Commodities have been 2012’s worst-performing asset class. While many stockmarkets have managed double-digit gains, raw-material indices have struggled to stay above zero since the second quarter, says Deutsche Bank. A rapid rebound, moreover, is unlikely.
After years of lagging behind, “supply has caught up with demand in a number of commodity markets”, says Francisco Blanch of Bank of America Merrill Lynch. Copper stockpiles in China have hit a record. Stores of crude oil in the developed world are expected to finish this year at a two-year high. Supplies are likely to “continue to loom over the market” in 2013, says Jerry A DiColo in The Wall Street Journal.
There is no sign of a take off in demand to whittle away stockpiles. Europe and Japan’s downturn, China’s tepid recovery, and historically sub-par American growth hardly adds up to a backdrop “conducive to sustained increases in commodity prices”, says Capital Economics.
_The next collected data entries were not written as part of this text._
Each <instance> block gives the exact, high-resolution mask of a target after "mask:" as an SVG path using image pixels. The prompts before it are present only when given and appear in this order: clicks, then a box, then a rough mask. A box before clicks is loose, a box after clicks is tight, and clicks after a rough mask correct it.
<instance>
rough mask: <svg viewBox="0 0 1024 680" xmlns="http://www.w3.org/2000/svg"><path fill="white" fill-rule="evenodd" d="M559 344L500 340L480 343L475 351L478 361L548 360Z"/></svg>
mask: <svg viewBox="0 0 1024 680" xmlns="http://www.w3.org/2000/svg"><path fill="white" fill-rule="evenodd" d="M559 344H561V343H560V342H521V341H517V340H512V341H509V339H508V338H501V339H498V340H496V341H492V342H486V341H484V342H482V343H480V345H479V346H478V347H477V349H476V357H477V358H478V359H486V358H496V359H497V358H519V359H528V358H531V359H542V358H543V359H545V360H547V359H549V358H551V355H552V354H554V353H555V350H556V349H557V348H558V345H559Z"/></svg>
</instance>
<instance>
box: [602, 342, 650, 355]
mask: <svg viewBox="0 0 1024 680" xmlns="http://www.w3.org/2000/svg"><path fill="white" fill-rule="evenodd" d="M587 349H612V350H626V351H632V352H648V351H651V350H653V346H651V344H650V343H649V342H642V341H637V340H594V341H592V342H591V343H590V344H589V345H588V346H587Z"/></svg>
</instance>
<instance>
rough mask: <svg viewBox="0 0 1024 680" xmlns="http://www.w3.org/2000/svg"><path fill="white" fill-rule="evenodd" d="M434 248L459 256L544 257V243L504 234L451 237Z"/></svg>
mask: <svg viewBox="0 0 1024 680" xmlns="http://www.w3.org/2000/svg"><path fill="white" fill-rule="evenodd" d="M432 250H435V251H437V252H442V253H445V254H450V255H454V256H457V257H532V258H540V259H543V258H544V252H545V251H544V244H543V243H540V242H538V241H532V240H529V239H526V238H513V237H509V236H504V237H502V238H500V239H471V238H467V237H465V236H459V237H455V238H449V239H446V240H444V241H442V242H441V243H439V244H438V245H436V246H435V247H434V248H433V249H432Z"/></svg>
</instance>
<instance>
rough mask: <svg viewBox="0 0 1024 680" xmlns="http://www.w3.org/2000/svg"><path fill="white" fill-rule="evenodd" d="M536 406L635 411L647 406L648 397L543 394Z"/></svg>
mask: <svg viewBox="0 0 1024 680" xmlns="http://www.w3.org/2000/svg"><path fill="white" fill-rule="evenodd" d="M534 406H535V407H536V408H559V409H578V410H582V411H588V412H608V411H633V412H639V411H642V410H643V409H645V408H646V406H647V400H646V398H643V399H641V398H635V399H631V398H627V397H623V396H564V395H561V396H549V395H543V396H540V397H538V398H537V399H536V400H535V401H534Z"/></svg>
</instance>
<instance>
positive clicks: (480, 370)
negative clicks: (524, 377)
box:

The big picture is that the 11-year bull market, or supercycle, in industrial metals and oil looks over. Supply constraints have been overcome, while Chinese growth is slowing and is set to become less commodity-intensive as the government concentrates on spurring consumption rather than investment. Goldman Sachs reckons that commodities will now return to the pattern of the 1980s and 1990s: trending sideways.
The one commodity still in a long-term bull run, however, is gold. Western central banks are printing ever more money, debasing currencies and increasing the risk of a nasty jump in inflation in the next few years. Meanwhile, emerging-market demand is rising as states rattled by the slump in the West diversify their cash reserves. As developing countries grow richer, there will also be a larger pool of gold investors. Deutsche Bank expects the price to average $2,100 an ounce in the second quarter of 2013.